And then before he had taken two steps away from her, they heard the cries and shouts, the desperate keening of wind and flame just outside the tent. Ivan, his face streaked with blood, ran in, and told them in a few, rasping words.
Shu-Han and Fjerda had invaded.
The encampment was overrun.
They were at war.
*
“You and Fedyor must go to the Little Palace and secure it,” Aleksander said, his clipped tone one Alina had never heard before, the General under duress.
“And leave you here, moi soverenyyi?” Ivan said, clearly completely opposed to the order but unwilling to challenge his superior directly.
“There is no one else I would trust to save the younglings at the Little Palace. Botkin cannot defend it by himself and the Shu-Han will be merciless to him if he is captured,” Aleksander said.
“You don’t even know they’re in danger at the Little Palace,” Alina said. Ivan looked at her as if he’d very much like to rend her heart.

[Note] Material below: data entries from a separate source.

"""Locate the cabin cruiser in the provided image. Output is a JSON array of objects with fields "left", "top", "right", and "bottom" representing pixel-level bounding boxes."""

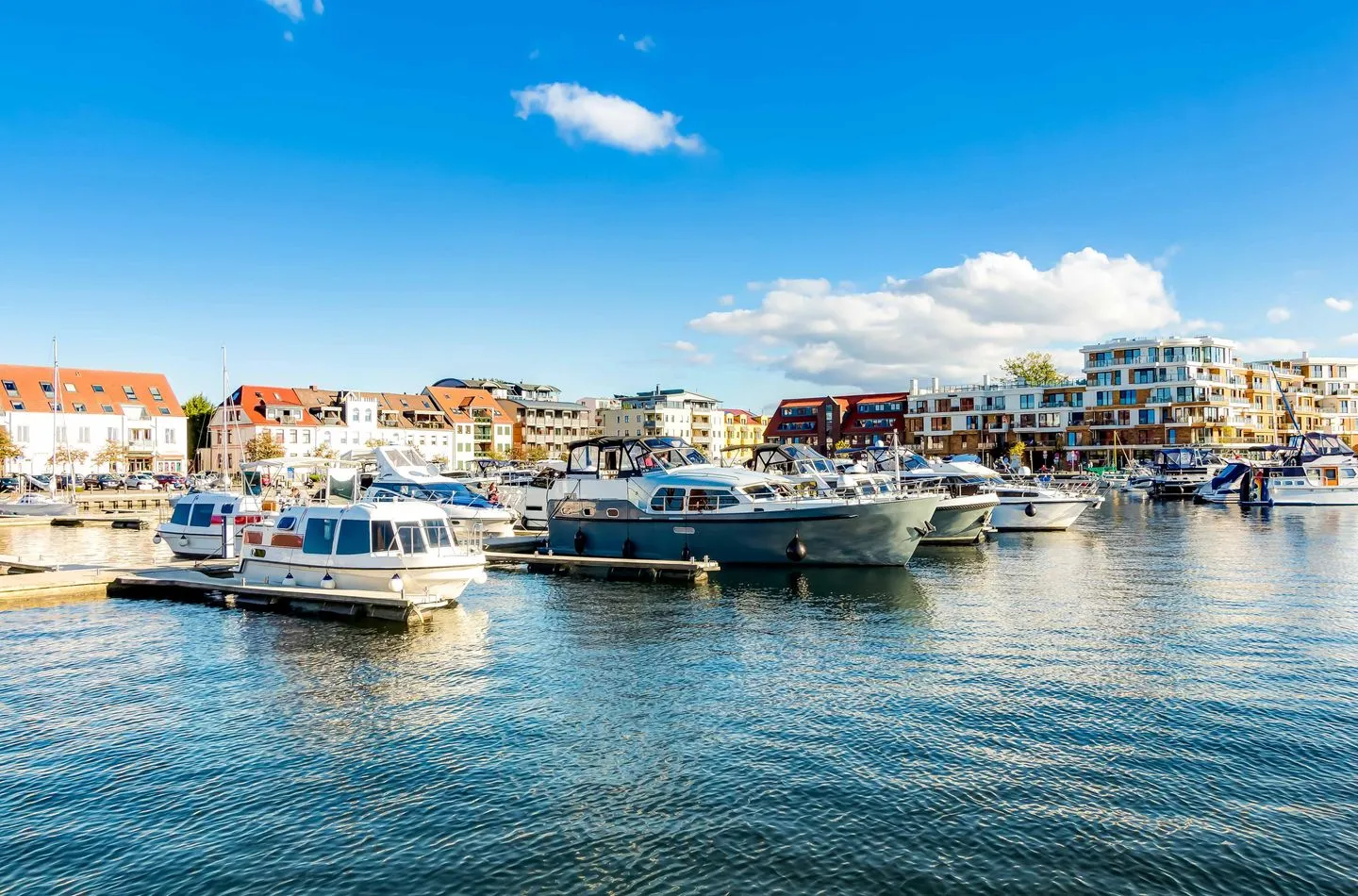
[
  {"left": 152, "top": 491, "right": 267, "bottom": 560},
  {"left": 1195, "top": 433, "right": 1358, "bottom": 506},
  {"left": 240, "top": 500, "right": 487, "bottom": 600},
  {"left": 0, "top": 491, "right": 76, "bottom": 516},
  {"left": 547, "top": 437, "right": 939, "bottom": 566},
  {"left": 863, "top": 449, "right": 1102, "bottom": 532},
  {"left": 815, "top": 445, "right": 1000, "bottom": 546},
  {"left": 364, "top": 445, "right": 518, "bottom": 538},
  {"left": 1146, "top": 445, "right": 1226, "bottom": 498}
]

“If they have attacked us here, they will be waging war on every location the Grisha are known to congregate, to destroy us beyond regrouping or recovery, beyond any surrender,” Aleksander explained.
“The First Army would protect the Grisha at the Little Palace—”
“Perhaps,” Aleksander said. Ivan grimaced and Alina noticed there was a dark stain on the left sleeve of his kefta. Was he in pain or merely annoyed by her? “I cannot take the chance, risk all their lives, on the First Army perceiving this as an attack on Ravka and not solely the Grisha. There are First Army officers who would gladly join the Fjerdans in murdering any Grisha they found, however young.”
“Your mother, Dame Baghra,” Alina began, stopped when Aleksander laughed, a brief, harsh sound, that had something in it of respect and something more of an endlessly long despair.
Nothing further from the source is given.